Hi everyone. I’m trying to implement the elastic averaging stochastic gradient descent (EASGD) algorithm from the paper Deep Learning with Elastic Averaging SGD and was running into some trouble.
I’m using PyTorch’s torch.optim.Optimizer
class and referencing the official implementation of SGD and the official implementation of Accelerated SGD in order to start off somewhere.
The code that I have is:
import torch.optim as optim
class EASGD(optim.Optimizer):
def __init__(self, params, lr, tau, alpha=0.001):
self.alpha = alpha
if lr < 0.0:
raise ValueError(f"Invalid learning rate {lr}.")

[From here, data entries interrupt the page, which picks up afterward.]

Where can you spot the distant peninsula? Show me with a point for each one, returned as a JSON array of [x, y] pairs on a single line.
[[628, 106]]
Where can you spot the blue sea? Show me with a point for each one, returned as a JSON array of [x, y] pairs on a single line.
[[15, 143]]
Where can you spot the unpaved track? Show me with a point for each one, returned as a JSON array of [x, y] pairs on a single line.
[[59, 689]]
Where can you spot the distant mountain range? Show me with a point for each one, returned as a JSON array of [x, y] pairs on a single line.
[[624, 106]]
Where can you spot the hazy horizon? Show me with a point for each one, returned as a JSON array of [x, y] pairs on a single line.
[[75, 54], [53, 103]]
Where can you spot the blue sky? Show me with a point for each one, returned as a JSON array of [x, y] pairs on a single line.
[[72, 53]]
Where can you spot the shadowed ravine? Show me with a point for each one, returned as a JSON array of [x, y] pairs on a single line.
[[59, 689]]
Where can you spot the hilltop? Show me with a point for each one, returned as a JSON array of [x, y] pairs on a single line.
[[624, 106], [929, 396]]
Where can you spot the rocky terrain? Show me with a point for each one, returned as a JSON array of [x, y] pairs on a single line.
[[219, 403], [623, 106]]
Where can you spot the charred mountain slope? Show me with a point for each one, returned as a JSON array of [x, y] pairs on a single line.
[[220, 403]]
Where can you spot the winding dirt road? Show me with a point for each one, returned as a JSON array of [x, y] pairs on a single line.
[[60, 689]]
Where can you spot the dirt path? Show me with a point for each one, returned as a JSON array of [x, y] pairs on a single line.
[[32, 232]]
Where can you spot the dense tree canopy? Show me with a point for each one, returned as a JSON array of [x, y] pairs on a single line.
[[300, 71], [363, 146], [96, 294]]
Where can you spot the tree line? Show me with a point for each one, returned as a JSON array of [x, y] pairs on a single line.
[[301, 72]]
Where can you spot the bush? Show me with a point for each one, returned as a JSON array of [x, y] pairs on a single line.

defaults = dict(lr=lr, alpha=alpha, tau=tau)
super(EASGD, self).__init__(params, defaults)
def __setstate__(self, state):
super(EASGD, self).__setstate__(state)
def step(self, closure=None):
loss = None
if closure is not None:
with torch.enable_grad():
loss = closure()
for group in self.param_groups:
tau = group['tau']
for t, p in enumerate(group['params']):
x_normal = p.clone()
x_tilde = p.clone()
if p.grad is None:
continue
if t % tau == 0:
p = p - self.alpha * (x_normal - x_tilde)
x_tilde = x_tilde + self.alpha * (x_normal - x_tilde)
d_p = p.grad.data
p.data.add_(d_p, alpha=-group['lr'])
return loss
When I run this code, I get the following error:
/home/user/github/test-repo/easgd.py:50: UserWarning: The .grad attribute of a Tensor that is not a leaf Tensor is being accessed. Its .grad attribute won't be populated during autograd.backward(). If you indeed want the gradient for a non-leaf Tensor, use .retain_grad() on the non-leaf Tensor. If you access the non-leaf Tensor by mistake, make sure you access the leaf Tensor instead. See github.com/pytorch/pytorch/pull/30531 for more informations.
Reading this PyTorch Discussion helped understand what the difference between leaf and non-leaf variables are, but I’m not sure how I should fix my code to make it work properly.
Any tips on what to do or where to look are appreciated. Thanks.